The group’s latest offering, “Mmmbop 2.0,” debuts on this week’s Digital Song Sales chart, which compiles the most-purchased tracks in the U.S. The revamped version of the beloved track enters the chart at No. 33, having sold just under 1,750 copies, according to Luminate.
What makes “Mmmbop 2.0” particularly unique is that it is credited as a duet between Hanson and Busted, an English pop-punk band currently in the midst of a comeback. After a hiatus several years ago, Busted is recreating fan favorites and collaborating with other popular bands, creating a sense of excitement and anticipation surrounding each release.

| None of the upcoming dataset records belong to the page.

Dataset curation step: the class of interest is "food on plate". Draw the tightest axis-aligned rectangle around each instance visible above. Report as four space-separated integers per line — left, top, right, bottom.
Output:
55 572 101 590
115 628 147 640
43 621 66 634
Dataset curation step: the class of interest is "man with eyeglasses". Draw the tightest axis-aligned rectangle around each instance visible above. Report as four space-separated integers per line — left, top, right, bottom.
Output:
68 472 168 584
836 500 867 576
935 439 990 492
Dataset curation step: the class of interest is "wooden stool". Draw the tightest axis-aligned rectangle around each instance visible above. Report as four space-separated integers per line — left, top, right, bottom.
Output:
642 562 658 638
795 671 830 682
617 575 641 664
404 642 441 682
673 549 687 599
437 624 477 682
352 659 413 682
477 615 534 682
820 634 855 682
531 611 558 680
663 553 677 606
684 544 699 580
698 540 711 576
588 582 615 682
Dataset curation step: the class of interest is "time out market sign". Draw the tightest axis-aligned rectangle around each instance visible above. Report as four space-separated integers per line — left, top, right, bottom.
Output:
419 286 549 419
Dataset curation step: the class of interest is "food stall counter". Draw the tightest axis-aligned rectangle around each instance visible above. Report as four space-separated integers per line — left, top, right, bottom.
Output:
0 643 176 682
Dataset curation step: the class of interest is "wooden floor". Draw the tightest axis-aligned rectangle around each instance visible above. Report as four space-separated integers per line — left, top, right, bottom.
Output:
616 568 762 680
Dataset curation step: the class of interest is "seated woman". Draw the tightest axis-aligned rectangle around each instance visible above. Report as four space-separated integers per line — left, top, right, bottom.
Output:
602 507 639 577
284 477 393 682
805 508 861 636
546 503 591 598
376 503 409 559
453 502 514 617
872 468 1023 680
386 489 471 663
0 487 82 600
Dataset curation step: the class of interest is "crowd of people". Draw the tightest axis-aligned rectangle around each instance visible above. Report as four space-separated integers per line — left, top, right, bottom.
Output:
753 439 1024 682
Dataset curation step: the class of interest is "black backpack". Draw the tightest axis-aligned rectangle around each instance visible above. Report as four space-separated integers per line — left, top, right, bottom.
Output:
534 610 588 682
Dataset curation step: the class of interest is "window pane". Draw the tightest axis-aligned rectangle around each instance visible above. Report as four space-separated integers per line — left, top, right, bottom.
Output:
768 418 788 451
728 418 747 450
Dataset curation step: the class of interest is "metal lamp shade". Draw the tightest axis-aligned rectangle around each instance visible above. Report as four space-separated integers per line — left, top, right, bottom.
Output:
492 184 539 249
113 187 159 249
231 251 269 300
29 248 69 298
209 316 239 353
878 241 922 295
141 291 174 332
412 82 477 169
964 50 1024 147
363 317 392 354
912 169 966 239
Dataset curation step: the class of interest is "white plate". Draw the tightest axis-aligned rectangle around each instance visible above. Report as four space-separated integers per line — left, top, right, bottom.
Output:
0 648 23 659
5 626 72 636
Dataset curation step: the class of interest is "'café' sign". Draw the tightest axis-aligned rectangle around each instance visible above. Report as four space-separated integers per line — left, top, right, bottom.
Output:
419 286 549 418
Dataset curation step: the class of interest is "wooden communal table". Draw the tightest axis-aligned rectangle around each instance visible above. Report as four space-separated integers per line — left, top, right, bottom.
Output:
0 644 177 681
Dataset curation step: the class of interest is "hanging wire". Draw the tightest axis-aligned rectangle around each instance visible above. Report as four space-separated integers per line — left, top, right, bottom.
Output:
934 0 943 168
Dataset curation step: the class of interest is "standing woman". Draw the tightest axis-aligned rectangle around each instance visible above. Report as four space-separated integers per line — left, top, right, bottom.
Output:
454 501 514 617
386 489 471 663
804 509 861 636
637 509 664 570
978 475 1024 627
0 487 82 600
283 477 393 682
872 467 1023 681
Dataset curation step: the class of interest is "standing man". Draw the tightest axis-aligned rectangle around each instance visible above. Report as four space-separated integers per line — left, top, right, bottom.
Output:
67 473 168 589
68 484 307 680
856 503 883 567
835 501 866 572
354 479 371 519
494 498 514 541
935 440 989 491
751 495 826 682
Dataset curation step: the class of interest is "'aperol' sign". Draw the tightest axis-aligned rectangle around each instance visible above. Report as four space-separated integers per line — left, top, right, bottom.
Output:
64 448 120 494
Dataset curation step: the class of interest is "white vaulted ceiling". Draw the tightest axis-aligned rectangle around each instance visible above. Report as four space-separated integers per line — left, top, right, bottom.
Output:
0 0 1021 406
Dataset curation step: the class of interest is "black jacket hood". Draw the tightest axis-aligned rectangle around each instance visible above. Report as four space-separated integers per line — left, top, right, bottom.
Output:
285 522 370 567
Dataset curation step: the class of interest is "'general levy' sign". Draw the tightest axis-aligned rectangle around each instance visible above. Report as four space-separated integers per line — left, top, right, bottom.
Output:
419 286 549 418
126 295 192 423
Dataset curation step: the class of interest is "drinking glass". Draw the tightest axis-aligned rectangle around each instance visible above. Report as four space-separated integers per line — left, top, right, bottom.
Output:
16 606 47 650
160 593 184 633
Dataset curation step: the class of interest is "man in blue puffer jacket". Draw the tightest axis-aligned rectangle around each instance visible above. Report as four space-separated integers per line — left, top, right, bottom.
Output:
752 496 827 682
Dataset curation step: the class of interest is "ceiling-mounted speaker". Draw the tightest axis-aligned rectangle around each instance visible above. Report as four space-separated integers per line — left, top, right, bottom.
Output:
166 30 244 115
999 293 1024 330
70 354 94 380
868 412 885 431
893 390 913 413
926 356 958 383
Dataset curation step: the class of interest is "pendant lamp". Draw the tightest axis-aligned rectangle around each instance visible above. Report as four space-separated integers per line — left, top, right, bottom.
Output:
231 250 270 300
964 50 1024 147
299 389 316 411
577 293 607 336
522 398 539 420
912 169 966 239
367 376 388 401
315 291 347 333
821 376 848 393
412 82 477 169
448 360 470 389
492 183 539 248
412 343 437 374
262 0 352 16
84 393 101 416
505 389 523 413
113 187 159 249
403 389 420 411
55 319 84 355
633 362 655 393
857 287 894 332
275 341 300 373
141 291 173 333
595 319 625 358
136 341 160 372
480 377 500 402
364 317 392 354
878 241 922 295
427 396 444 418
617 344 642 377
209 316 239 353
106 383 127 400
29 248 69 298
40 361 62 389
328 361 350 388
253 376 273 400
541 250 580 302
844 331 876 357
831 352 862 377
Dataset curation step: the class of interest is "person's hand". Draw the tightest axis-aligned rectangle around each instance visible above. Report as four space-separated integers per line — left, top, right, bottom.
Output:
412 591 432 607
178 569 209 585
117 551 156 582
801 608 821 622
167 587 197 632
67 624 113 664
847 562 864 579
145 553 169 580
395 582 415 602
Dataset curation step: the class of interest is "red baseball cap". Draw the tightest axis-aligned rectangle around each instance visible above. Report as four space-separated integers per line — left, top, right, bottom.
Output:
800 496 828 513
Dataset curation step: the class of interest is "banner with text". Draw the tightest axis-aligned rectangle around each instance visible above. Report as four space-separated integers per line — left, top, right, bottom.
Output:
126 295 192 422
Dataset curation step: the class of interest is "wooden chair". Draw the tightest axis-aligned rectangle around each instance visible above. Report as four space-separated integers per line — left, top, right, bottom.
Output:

This marks the first time that Hanson has secured a spot on the Digital Song Sales chart. While the band scored several smash hits during their initial rise to fame, it’s important to note that platforms like iTunes and other online stores for digital song purchases were not popular—or even around—at the time. It makes sense then that this particular chart did not exist during Hanson’s prime.
“Mmmbop” holds a significant place in Hanson’s history, as it is their only tune to reach the coveted No. 1 position on the Hot 100 chart, back in 1997. The single instantly catapulted the group to fame and success. Following their chart-topping triumph, Hanson managed to secure two more placements on the Hot 100, including a second top 10 hit. However, in the years that followed, much of their work went relatively unnoticed by Billboard.